Уже два года он жил в лесу один. Два года, как схоронил жену и ушёл от людей, потому что не мог больше видеть ни их лиц, ни их жалости.
Жена умерла родами, пока он был далеко, на охоте. И все говорили, что он не виноват, но вина придавила его своей тяжестью и не отпускала. Ни жены, ни дочки. Просила она: «Не уходи сейчас, чувствую, что скоро дочь наша на свет появится». Но он не поверил – срок ещё маленький был, месяц ещё ждать, а жена просто капризничает, отпускать его не хочет.
С тех пор он не мог находиться среди людей.
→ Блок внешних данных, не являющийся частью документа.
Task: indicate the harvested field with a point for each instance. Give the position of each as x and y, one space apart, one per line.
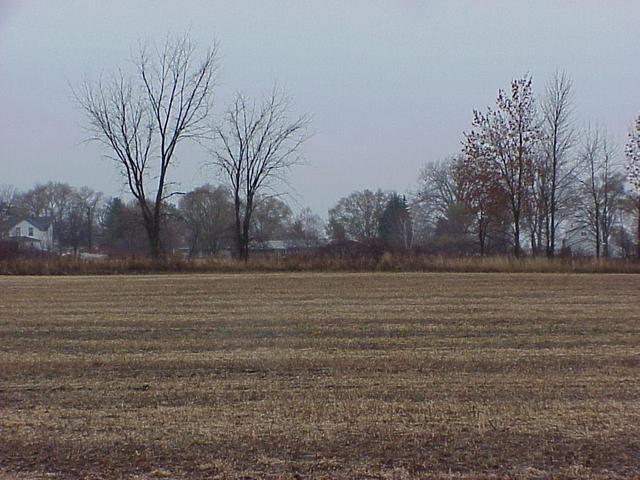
371 375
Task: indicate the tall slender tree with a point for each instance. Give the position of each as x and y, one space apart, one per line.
632 151
507 137
257 144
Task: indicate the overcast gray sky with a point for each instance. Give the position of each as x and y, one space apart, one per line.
390 84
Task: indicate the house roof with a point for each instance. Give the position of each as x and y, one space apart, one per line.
41 223
22 238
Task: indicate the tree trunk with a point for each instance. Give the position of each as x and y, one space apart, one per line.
638 239
516 236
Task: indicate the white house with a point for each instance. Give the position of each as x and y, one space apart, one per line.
33 233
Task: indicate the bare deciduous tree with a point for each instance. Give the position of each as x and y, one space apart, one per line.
556 168
257 144
632 151
141 118
357 216
602 189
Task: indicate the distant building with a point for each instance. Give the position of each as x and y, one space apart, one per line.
33 233
280 247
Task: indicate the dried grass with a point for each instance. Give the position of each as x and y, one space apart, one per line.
387 262
334 375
Продал дом, скотину, всё, что нажил за десять лет семейной жизни, и ушёл в дебри, где не слышно ни петушиного крика, ни человеческого голоса. Промышлял пушниной и дичью, лишь изредка наведываясь в город, предпочитая жизнь отшельника всем благам цивилизации.
Но был у него и тайный умысел. Тот, в котором он и себе-то боялся признаться. Когда жены не стало, бывалый охотник Еремей, глядя на его чёрную тоску, обронил как-то за рюмкой:
– Слыхал я от стариков поверье, что есть в этих лесах особая лиса. Не простая – золотая. Мех у неё не рыжий, а будто солнцем пронизанный, светится изнутри. И говорят, если добыть такую шкуру и укрыть ею того, кто тебе дорог, – можно выкупить его у смерти. Вернуть то, что потеряно. Не воскресить, нет. Но судьбу повернуть вспять.
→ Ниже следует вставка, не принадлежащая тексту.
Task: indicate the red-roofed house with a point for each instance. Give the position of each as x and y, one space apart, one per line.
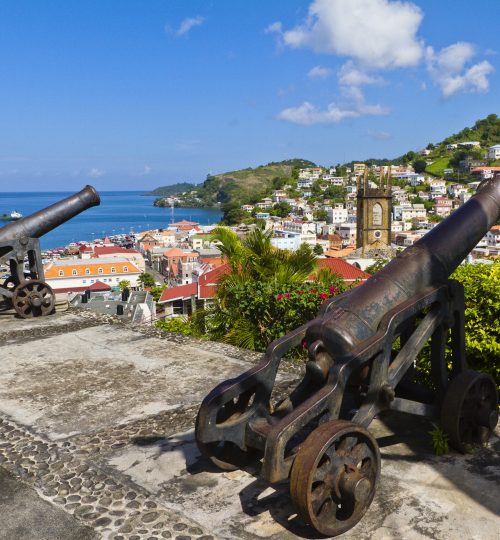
178 265
182 299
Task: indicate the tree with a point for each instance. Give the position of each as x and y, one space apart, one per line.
245 310
419 165
146 280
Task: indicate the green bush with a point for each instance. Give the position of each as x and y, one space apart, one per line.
482 321
180 325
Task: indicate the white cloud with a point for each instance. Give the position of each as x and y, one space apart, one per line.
376 33
274 27
95 173
379 135
350 75
448 69
319 72
189 23
308 114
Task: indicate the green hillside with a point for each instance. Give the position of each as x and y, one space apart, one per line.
486 131
237 187
174 189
Он тогда высмеял старика, но слова те запали глубоко в душу. И с тех пор, бродя по лесу с ружьём, всегда высматривал среди рыжих хвостов особенный – золотой. Не находил. А потом и вовсе перестал верить.
Но сегодня, когда лиса метнулась перед ним на поляне, ему на миг показалось… Нет, глупости всё это, быть того не может: шерсть как шерсть, рыжая, переливчатая, но не золотая. Однако рука сама дёрнула спуск, и вот теперь он стоял над алым следом, а зверь ушёл в чащу.
След обрывался в гуще ельника, где ветви сплелись так плотно, что даже в полдень там стояли чернильные сумерки. Он остановился, дальше хода не было. Зверь забился в самое сердце чащи и там, скорее всего, уже издыхает, глядя остановившимися глазами в ледяное небо.
Домой вернулся уже в потёмках. Молча скинул лыжи у крыльца, бросил в сени тяжёлую двустволку. Затопил печь. Огонь жадно набросился на бересту и смолистые поленья, но привычное тепло не радовало. Перед глазами стояла узкая, хитрая морда, которую он видел лишь долю мгновения, перед тем как спустить курок. В тот миг ему показалось, что лиса глянула на него – не с испугом, а со странной, почти человеческой укоризной. А ещё на одно короткое, немыслимое мгновение ему почудилось, что глаза у зверя были не жёлтые, а светлые, серо-голубые – такие же, как у его покойной жены.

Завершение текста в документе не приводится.